3. Alors, l’Éternel dit: Mon esprit ne demeurera plus avec les hommes; car, maintenant, ils sont devenus trop charnels. Leur vie, donc, ne dépassera plus six fois vingt ans.
4. C’est en ce temps-là qu’il y avait des géants sur la terre, et cela après que les anges de Dieu se furent accouplés aux filles des hommes et quand celles-ci leur eurent donné des enfants; ces enfants, ainsi nés, sont ces hommes puissants, qui de tout temps ont eu une grande renommée.»

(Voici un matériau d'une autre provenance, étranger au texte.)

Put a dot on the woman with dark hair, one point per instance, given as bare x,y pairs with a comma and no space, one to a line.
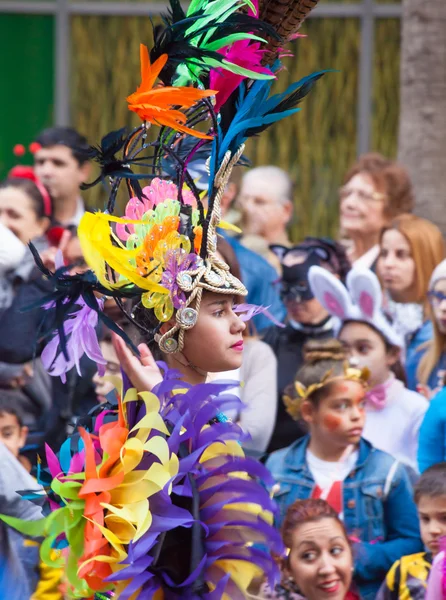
319,562
25,216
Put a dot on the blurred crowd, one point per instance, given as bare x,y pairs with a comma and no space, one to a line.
360,480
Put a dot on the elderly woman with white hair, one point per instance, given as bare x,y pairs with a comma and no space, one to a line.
266,204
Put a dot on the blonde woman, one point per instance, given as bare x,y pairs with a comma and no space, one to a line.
410,250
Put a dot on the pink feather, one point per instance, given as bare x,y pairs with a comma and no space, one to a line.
243,54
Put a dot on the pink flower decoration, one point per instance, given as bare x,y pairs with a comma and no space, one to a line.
157,192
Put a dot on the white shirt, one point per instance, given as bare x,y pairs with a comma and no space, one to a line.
366,260
395,428
258,392
325,472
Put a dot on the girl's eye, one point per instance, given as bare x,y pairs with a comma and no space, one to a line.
342,406
309,556
363,349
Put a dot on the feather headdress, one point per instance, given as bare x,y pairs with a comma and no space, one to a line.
154,497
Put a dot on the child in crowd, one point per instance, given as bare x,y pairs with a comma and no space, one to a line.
407,579
394,413
306,320
368,488
22,575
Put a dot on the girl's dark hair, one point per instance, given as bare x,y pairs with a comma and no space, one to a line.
30,189
432,483
397,368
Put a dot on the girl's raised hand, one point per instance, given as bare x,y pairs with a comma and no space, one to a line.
143,372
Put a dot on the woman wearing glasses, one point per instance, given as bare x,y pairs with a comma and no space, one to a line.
375,190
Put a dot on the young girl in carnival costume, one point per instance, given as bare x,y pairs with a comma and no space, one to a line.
393,413
153,497
368,488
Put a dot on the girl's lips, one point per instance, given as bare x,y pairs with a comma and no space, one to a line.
355,431
330,587
238,346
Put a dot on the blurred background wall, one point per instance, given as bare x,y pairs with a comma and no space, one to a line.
74,63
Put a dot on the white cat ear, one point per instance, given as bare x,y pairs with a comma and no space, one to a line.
330,292
365,291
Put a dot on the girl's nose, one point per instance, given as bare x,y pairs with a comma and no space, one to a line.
326,566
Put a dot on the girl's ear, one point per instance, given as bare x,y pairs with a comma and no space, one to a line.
393,355
307,411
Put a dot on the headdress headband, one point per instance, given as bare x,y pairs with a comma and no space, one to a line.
216,71
293,405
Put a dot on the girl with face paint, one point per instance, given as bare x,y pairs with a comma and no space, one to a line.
394,413
368,488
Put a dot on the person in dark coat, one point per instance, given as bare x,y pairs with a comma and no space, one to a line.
306,320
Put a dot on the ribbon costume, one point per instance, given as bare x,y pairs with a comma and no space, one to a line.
154,497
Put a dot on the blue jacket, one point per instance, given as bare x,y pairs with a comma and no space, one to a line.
378,507
259,277
432,441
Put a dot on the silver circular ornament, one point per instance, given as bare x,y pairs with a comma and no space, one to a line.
187,317
185,281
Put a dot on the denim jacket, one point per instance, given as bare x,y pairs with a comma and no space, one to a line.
378,507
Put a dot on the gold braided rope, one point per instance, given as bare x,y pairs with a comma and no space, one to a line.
213,266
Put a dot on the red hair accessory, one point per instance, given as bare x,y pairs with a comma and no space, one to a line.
34,147
19,150
23,172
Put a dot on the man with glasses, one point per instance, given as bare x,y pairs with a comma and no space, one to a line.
306,320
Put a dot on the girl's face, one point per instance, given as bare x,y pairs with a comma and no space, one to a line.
215,343
338,418
361,207
396,267
438,301
320,560
17,214
368,348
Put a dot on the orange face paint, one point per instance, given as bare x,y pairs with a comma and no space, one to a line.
332,422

Quoique la Genèse ne nous ait pas raconté l’histoire de la création des anges, voici la seconde fois qu’elle nous parle de ces êtres surnaturels; la première mention est celle du Chérub, placé à la porte de l’Éden. Il est donc utile de dire quelques mots de la croyance aux anges chez les Juifs.
Les chrétiens, en greffant leur culte sur la religion israélite, ont imaginé des articles de foi, dont on ne trouve aucune trace dans la Bible: c’est ainsi qu’a été fabriquée de toutes pièces, longtemps après l’époque assignée à la vie de Jésus-Christ, l’histoire de la révolte de Satan et de sa défaite par l’archange saint Michel.
Or, comme nous examinons la Bible principalement au point de vue de la croyance catholique, c’est ici qu’il nous parait utile de nous occuper de celte addition.
En un temps quelconque, donc, messire Jéhovah se dit qu’il ne suffisait pas, à un Tout-Puissant comme lui, d’avoir créé le ciel et la terre. Puisqu’il peuplait la terre, pourquoi ne peuplerait-il pas aussi le ciel? Il s’était embêté dans le chaos; il s’embêtait de plus belle, tout seul, dans son paradis. Comme avec rien il pouvait fabriquer des masses d’objets et d’êtres animés, il avait créé des anges dont le rôle fut de lui former une agréable compagnie. Après quoi, il s’était payé un beau fauteuil à son chiffre, afin de présider convenablement la céleste assemblée. Et, pour le distraire, les anges chantaient tout le temps; en leur qualité d’êtres surnaturels, ils ne se fatiguent pas.